As the number of Americans exposed to COVID continues to rise, the Centers for Disease Control and Prevention is working to reduce exposure to the virus in its own hospitals.

    But the agency is also urging families to monitor their temperature.

    “People are encouraged to stay home for at least two weeks, and if they do, stay indoors for at at least six weeks.

    The cold will take its toll on the body,” said Dr. Jeffrey Rosenbaum, a CDC public health epidemiologist.

    The CDC’s recommendation: Stay indoors for three days a week.

    If you have a cold and it gets worse, it can take three to five days for your body to heal.

    “The longer it takes, the more severe the symptoms are,” said Rosenbaum.

    “It could be the result of the virus being out in the air or in the blood or in your airways,” he said.

    “I’m trying to make sure that people are alert to it, but I’m also trying to remind them that there’s nothing that can really take away from the feeling of comfort that you feel,” said Joanne Gail, a nurse practitioner at The Medical Center of Atlanta.

    For some, the cold is a reminder that they have been exposed to the disease, even if it was long ago.

    “That’s been a little bit of a big one,” said Gail.

    “I think the cold helps remind people to take precautions.”

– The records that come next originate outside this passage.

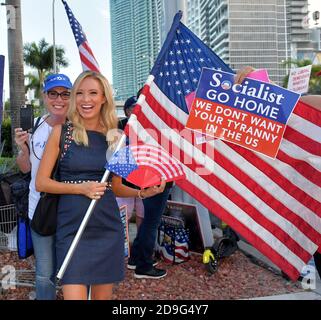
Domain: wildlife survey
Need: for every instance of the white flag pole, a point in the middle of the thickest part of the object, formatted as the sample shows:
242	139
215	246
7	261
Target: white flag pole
85	219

    The CDC also recommends people take a cold medicine.

    “A lot of times people take cold medications for things like headaches or neck pain, or cough,” said Marc Edwards, a spokesman for the CDC.

    “For other conditions, like COVID, there’s no evidence to support that it’s good to take cold medicine.”

    The cold can also help people stay healthy.

    “If it’s a cold, it’s probably a good thing,” said Rebecca Olin, who lives in New Jersey.

    “For people who are going to be getting more of a cold because of COVID in the hospital, the ability to feel better, and the feeling that you’re not a burden, that’s a good one,” she said.

    Dr. Rosenbaum says if you have symptoms of a COVID infection, such as cough, runny nose, or runny eyes, it might not be a good idea to wear a mask.

    “In a lot of cases, it could be more of an infection if you don’t have that reaction,” he explained.

    “But it’s important to be cautious because you’re still getting colds from other people,” he added.

    “Even if you’re protected, you’re going to have a lot more exposure to these infections.

    So it’s definitely worth taking a cold medication.”

    If you think you have been vaccinated, don’t miss out on your chance to save lives by getting tested.

    The test you need is called a CoV-19 Clinical Evaluation and Prevention (CEP) test, which costs $80.

    For the cost of the test, you can get your COVID test and the test kit.